Examples of DNS TXT Record
TXT records can be used to ensure email security with the following records.
These records can be used to prevent phishing, spamming, and other malicious activity:
SPF is a standard email authentication method. SPF helps protect your domain against spoofing and helps prevent your outgoing messages from being marked as spam by receiving servers. SPF specifies the mail servers that are allowed to send emails for your domain. Receiving mail servers use SPF to verify that incoming messages that appear to come from your domain were sent by servers authorized by you.
|hosting-australia.com||3600||TXT||v=spf1 ip4:188.8.131.52 ip6:2a05:d018:e3:8c00:bb71:dea8:8b83:851e|
DKIM Adds a digital signature to every outgoing message, which lets receiving servers verify the message actually came from your organization.
DKIM help’s to protect your domain against spoofing and helps prevent your outgoing messages from being marked as spam. Spoofing is a type of email attack that forges the From address of an email message. A spoofed message appears to be from the impersonated organization or domain.
DKIM detects when a message has been modified, and when unauthorized changes are made to the message From: address.
Without DKIM, messages sent from your organization or domain are more likely to be marked as spam by receiving mail servers.
|big-email._hosting-australia.com||3600||TXT||v=DKIM1; p=76E629F05F70 9EF665853333EEC3F5ADE69A 2362BECE4065 8267AB2FC3CB 6CBE|
DMARC: Let you tell receiving servers what to do with outgoing messages from your organization that doesn’t pass SPF or DKIM.
DMARC is a standard email authentication method. DMARC helps mail administrators prevent hackers and other attackers from spoofing their organization and domain. Spoofing is a type of attack in which the From address of an email message is forged. A spoofed message appears to be from the impersonated organization or domain.

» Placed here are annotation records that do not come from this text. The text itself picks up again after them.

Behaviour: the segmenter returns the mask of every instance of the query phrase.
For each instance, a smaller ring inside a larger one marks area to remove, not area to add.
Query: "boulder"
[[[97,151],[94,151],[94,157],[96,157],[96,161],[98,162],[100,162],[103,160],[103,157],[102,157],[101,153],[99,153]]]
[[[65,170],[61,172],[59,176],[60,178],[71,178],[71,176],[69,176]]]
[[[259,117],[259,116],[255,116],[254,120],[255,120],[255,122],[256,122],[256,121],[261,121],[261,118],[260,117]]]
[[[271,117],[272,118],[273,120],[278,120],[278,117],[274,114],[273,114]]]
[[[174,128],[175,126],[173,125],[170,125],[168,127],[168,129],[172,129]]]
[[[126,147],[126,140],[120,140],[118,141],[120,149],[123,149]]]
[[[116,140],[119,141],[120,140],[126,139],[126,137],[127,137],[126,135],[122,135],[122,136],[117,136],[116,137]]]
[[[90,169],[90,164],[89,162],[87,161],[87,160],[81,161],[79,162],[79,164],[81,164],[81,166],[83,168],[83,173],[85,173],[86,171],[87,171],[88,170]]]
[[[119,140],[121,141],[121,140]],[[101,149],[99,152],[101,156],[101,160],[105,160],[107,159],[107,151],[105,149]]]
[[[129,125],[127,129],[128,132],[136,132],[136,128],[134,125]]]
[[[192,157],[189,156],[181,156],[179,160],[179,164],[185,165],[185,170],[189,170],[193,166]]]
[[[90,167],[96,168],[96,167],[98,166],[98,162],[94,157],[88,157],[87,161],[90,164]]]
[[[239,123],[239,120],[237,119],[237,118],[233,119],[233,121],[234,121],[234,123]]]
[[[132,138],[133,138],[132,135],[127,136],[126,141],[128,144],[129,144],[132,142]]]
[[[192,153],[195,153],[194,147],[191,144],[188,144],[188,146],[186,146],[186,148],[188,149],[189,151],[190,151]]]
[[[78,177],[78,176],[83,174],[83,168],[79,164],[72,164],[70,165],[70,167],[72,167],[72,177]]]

DMARC also lets you request reports from email servers that get messages from your organization or domain. These reports have information to help you identify possible authentication issues and malicious activity for messages sent from your domain.
Use TXT records to verify domain ownership
You can use TXT records to verify your domain with providers such as Microsoft, Google, Wix, Squarespace. This helps the provider find and validate the domain the provider gives you a record to add to your domain settings, when the provider sees that you’ve added the record, your domain ownership is confirmed and can allow other records to be added such as MX and CNAME.